Rodolphe Dana Le Pays Lointain

[Théâtre] Durée : 2h30
Le Pays lointain
« est le récit de l’échec, le récit de ce qu’on voulut être et qu’on ne fut pas, le récit de ce qu’on vit nous échapper (…). On reparle, on imagine ce que sera sa vie, on croit la voir devant soi, et peu à peu, la vivant, on se retourne lentement sur soi-même, on observe le chemin parcouru, l’éloignement lent et certain qui nous mena là où nous sommes, aujourd’hui, du pays lointain d’où nous sommes partis ».
Dans ce dernier texte écrit en 1995, l’année de sa mort, Jean-Luc Lagarce raconte l’histoire sans histoire d’un homme dans la France de ces vingt dernières années, les rencontres, la famille, les amis, les amours rencontrées et vécues, le travail et les aventures.
« Lagarce, comme Proust et comme Tchekhov, est un écrivain qui se sait condamné. D’où son attachement à la vie et son absolue nécessité de nous en restituer l’essence. Avant qu’il ne soit trop tard. Cette nécessité imprègne l’écriture de Lagarce, celle de dire, de parler, de toucher, de blesser, de tuer, d’émouvoir et d’aimer.
C’est avant tout cet aspect-là qui m’a touché, peut-être même plus que la beauté de sa langue, son élégante pudeur, sa subtile précision et sa vraie dignité.
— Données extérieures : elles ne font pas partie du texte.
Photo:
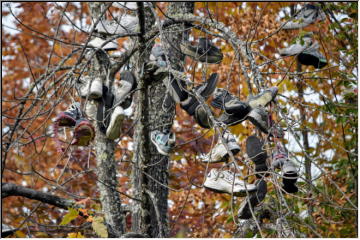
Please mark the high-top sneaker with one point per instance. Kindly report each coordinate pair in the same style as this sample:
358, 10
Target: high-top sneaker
289, 171
219, 153
164, 142
84, 133
306, 16
69, 116
204, 51
226, 182
255, 151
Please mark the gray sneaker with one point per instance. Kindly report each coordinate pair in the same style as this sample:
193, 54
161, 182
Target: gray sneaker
122, 93
163, 142
307, 15
204, 51
158, 55
219, 153
260, 118
113, 130
313, 57
226, 182
126, 24
288, 169
94, 91
299, 46
100, 43
69, 117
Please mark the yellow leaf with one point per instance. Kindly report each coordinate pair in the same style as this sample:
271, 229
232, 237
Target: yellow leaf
71, 215
90, 219
20, 234
75, 235
99, 227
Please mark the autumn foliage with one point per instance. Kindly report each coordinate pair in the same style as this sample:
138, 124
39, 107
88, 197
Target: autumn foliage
40, 46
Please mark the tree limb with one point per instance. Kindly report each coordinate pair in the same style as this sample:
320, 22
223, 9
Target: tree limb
10, 189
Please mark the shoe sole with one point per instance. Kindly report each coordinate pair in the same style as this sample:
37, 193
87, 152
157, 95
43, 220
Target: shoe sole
236, 194
64, 120
253, 118
202, 58
158, 148
255, 152
210, 86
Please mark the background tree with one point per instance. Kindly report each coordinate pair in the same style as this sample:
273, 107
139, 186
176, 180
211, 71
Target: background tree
84, 193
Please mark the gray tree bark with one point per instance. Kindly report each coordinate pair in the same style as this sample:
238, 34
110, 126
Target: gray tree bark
105, 161
150, 169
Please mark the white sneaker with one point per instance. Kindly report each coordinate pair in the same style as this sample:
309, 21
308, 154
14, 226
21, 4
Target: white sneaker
99, 43
307, 15
129, 5
299, 46
113, 130
219, 152
127, 84
95, 90
91, 110
224, 182
127, 24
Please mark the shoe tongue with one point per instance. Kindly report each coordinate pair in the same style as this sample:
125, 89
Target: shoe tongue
204, 43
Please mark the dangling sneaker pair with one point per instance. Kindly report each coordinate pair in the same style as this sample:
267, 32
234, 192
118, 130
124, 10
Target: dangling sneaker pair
103, 44
307, 52
236, 111
84, 131
188, 101
227, 182
289, 171
306, 16
91, 87
219, 152
124, 25
204, 51
164, 142
110, 119
193, 107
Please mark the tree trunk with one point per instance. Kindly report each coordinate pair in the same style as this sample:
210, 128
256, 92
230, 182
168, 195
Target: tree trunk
105, 161
150, 169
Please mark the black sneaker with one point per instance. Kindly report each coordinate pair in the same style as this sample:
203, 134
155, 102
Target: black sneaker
104, 109
205, 90
255, 151
307, 15
235, 111
253, 200
202, 118
84, 133
288, 169
263, 98
260, 118
312, 57
127, 85
205, 51
69, 116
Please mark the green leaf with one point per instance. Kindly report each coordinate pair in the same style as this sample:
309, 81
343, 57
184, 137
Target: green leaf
99, 227
71, 215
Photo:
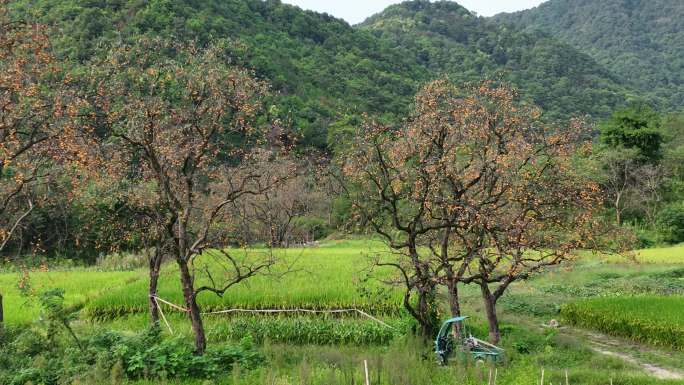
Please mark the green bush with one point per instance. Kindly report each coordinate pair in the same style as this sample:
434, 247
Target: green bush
671, 223
31, 356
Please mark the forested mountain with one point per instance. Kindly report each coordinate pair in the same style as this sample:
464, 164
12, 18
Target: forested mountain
327, 72
642, 41
446, 38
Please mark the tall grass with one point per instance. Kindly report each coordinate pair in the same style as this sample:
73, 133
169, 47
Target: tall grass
80, 287
329, 277
654, 320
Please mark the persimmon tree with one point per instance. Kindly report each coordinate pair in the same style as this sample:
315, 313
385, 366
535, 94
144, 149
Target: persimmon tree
31, 137
27, 115
471, 189
177, 120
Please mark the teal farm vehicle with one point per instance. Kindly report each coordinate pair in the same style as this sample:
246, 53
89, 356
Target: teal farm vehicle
465, 344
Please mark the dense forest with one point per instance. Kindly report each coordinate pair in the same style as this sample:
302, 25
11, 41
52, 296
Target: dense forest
234, 190
324, 76
641, 41
328, 73
448, 39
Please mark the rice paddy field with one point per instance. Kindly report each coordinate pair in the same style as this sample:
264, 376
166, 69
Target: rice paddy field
638, 300
649, 319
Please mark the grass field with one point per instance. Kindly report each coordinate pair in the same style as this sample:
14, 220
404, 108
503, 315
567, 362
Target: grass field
654, 320
332, 276
330, 350
80, 287
662, 255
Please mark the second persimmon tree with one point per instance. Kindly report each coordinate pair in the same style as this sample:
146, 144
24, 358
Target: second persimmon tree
177, 121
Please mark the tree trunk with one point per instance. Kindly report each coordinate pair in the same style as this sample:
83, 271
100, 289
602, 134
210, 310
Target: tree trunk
618, 210
155, 267
454, 305
191, 305
427, 325
490, 310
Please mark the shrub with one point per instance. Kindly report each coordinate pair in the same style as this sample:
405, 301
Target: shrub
671, 223
147, 355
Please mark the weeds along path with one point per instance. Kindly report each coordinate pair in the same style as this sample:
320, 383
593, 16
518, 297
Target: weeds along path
651, 360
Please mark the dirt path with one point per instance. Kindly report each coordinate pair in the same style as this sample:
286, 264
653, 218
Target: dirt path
609, 346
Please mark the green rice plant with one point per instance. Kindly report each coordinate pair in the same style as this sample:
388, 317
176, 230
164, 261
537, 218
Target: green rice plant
332, 276
654, 320
673, 255
308, 330
80, 286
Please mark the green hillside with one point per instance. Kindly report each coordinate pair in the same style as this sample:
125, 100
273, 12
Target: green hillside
326, 72
448, 39
642, 41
Et son humour, sans lequel on ne pourrait continuer à lire, à vivre. »
À l’arrière du plateau imaginé par Rodolphe Dana, des images rayées, tournées en super 8, déroulent leurs couleurs saturées pour tenter de rappeler à soi un temps recherché et perdu.
Tous peuvent entendre cette lancinante et nostalgique petite musique du projecteur, ceux qui sont restés comme ceux qui sont partis. Il suffit de se laisser aller à l’écouter pour que s’estompe cette fragile frontière.

Après Oncle Vania, créé à La Ferme du Buisson en 2004, Le Pays lointain est le deuxième spectacle de la compagnie des Possédés. Sa démarche repose sur une complicité de troupe et une « communion avec le public ». Le travail du jeune metteur en scène Rodolphe Dana trouble les codes théâtraux par son approche cinématographique du jeu d’acteurs,
porté par la personnalité des interprètes plus encore que par la notion de personnages. Plongé dans Le Pays lointain, ce jeu délicat et ténu, empreint de légèreté et d’humour, fait surgir autant que sa noirceur, toute sa vitalité.